Exhaust valve failure
Many years ago, I discovered an interesting phenomenon: When exhaust valves start to burn and leak in piston aircraft engines, they often produce an oscillation in the cylinder’s exhaust gas temperature that can be used to detect incipient exhaust valve failure. The characteristic signature is subtle: a slow, rhythmic exhaust gas temperature oscillation with a period of roughly one cycle per minute and an amplitude of 30 to 50 degrees Fahrenheit (2 percent to 3 percent).

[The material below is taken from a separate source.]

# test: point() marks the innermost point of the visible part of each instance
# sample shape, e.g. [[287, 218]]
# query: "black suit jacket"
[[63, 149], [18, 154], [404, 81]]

Two years ago, we enhanced the SavvyAnalysis platform to scan all uploaded data for such signatures so we could alert aircraft owners to them. We call this FEVA (Failing Exhaust Valve Analytics). Here’s a case involving a Cirrus SR22 (above).
Those EGT traces are very noisy; it’s hard to make sense of them. But if we split out the exhaust gas temperatures for cylinder number 5 from the pack, it’s obvious that there’s something different about that cylinder.
Cylinder number 5 is exhibiting precisely the slow, rhythmic oscillation indicative of a failing exhaust valve, while the other cylinders aren’t. We alerted the owner, and he Emailed us a photo showing what that exhaust valve looked like. If that valve had remained in service much longer, it would have failed outright.
A Cessna 340 also generated a FEVA alert (opposite page). The slow, rhythmic oscillation of EGT number 3 (yellow trace) is quite obvious, and is also reflected in a more subtle oscillation of TIT (white trace), while the other five cylinders look normal. The owner found (and photographed) a failed exhaust valve when cylinder number 3 was pulled.
Unfortunately, this Cessna 340’s owner wasn’t in the habit of uploading his data on a regular basis. He didn’t upload this data until after his engine started running rough, so he didn’t receive a FEVA alert in time to head off the valve failure. The moral of this story is obvious.